TMRW's first major venture was their eponymous golf league, the TMRW Golf League or TGL. Announced on August 24, 2022, the league was founded as a partnership with the PGA Tour, featuring PGA Tour players also featuring in the TGL. The league employs a combination of traditional golf play with elements of simulated indoor golf.

The inaugural season began in 2025, with matches held on weeknights in conjunction and accommodation with the PGA Tour schedule.

=== WTGL ===
On January 6, 2026, TMRW announced the Women's TMRW Golf League (WTGL), in partnership with the LPGA. Set to begin play in late 2026, WTGL golfers will play the same format as TGL players at the SoFi Center in Palm Beach Gardens, Florida. Players will hit shots at a five story simulator screen and play on a green that rotates 360 degrees.

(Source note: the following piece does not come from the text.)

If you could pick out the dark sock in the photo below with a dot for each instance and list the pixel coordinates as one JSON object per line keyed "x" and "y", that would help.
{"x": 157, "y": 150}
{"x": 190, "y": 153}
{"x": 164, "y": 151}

The first five women to join WTGL were Jeeno Thitikul of Thailand, Charley Hull of England, Lydia Ko of New Zealand, Brooke Henderson of Canada and Lexi Thompson of the United States.

=== Skins Game ===
On November 28, 2025, the Skins Game made a return to television after a 15-year hiatus, produced by TMRW Sports. The Skins Game aired on Amazon Prime Video. Four players competed: Keegan Bradley, Justin Thomas, Tommy Fleetwood and Xander Schauffele.

== Flag football league ==
TMRW Sports was selected to operate a professional flag football league that is under development.